Subhi tells Al-Jazeera Net, "Ramadan begins in Jerusalem with white or green dishes, optimistic that it will be a month of goodness and blessing."

But it is postponed to his subsequent days.

Inverted postponed!

Al-Maqlouba is known as the lady of the traditional Palestinian dishes, which is a dish of cooked rice with meat or chicken and vegetables. In the past ten years, she entered into the diary of the confrontation with the Israeli occupation, when the Jerusalemite marabouts resorted to presenting them to people at the gates of the Al-Aqsa Mosque, and for those forbidden from praying in it under the orders of the occupation in particular.

Chopped green mallow is the lady of the Ramadan table in Palestine (Al-Jazeera)

Green in Galilee

In northern Palestine occupied in 1948, fresh green mallow opens the diary of the month of fasting, and as Yumna Ghanayem from the city of Sakhnin in the Galilee says, "We have a decades-old tradition, all the houses of the neighborhood smell of molokhia at the beginning of the month of Ramadan."

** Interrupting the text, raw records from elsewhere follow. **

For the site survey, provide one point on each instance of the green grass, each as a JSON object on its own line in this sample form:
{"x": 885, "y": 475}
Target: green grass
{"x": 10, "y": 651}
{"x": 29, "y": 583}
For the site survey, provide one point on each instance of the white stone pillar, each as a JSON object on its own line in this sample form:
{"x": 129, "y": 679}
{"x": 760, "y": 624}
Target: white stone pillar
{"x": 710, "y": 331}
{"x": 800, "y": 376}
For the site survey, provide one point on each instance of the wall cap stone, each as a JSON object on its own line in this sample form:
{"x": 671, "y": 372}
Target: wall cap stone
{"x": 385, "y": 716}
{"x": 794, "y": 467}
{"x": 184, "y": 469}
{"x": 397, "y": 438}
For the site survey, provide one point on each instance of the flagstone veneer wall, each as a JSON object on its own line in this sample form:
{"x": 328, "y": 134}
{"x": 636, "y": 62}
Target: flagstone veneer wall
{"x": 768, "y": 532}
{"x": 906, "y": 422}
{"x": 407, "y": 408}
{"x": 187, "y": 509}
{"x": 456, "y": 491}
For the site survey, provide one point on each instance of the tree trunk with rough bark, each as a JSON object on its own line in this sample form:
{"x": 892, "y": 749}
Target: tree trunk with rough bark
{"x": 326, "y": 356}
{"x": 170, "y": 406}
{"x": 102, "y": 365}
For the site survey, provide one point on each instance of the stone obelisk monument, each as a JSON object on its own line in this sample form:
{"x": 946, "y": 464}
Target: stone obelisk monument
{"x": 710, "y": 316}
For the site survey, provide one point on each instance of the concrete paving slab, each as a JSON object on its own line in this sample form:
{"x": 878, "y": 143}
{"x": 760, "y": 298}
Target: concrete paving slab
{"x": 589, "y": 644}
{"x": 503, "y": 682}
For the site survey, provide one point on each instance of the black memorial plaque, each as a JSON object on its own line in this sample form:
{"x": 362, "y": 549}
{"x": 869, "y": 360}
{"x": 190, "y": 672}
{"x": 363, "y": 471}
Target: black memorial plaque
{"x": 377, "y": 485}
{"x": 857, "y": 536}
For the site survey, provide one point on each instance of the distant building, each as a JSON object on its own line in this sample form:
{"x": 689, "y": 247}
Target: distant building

Sakhnin is close to Saffuriyya, the Palestinian town displaced in 1948, and whose residents who sought refuge in Syria and Lebanon, then to European countries, are famous for eating "mulukhiya". In the town's treats, it is reported that the people of Saffuriyya drink molokhiya in cups for their fondness.

Besides white and green, vegetable soup or freekeh makes an essential ingredient on the Ramadan table.

But in the tradition, Umm Ali from Ramallah says, "Grandmothers and mothers used to serve soup made of healthy lentils, so that we would remain in our full health from the first to the last day of Ramadan."

In the refugee camps in the West Bank, some families start the month of Ramadan with grape leaves, mahshi, or upside down (communication sites)

In the camp .. is

In the refugee camps in the West Bank, we find different patterns. As Fida Abu Hakima, the owner of a home restaurant in Jalazoun camp (north of Ramallah), told Al-Jazeera Net, “People in the camps came from separate areas and carried different dishes, so some families may start the month of Ramadan with grape leaves and stuffing. Or al-Maqluba, and another that begins with maftoul if the weather is cold, because the dish (white and green) is known in cities and villages more than in the camps. "

Abu Hakima, whose family was displaced from the village of Annaba near Ramla in the Nakba of 1948, says that her relatives brought with them Maftoul eaters "granules made of flour and crushed wheat and cooked with meat or chicken", while her neighbors brought refugees from the Lod region, a dish of dried milk with bulgur. The romania dish is cooked with lentils.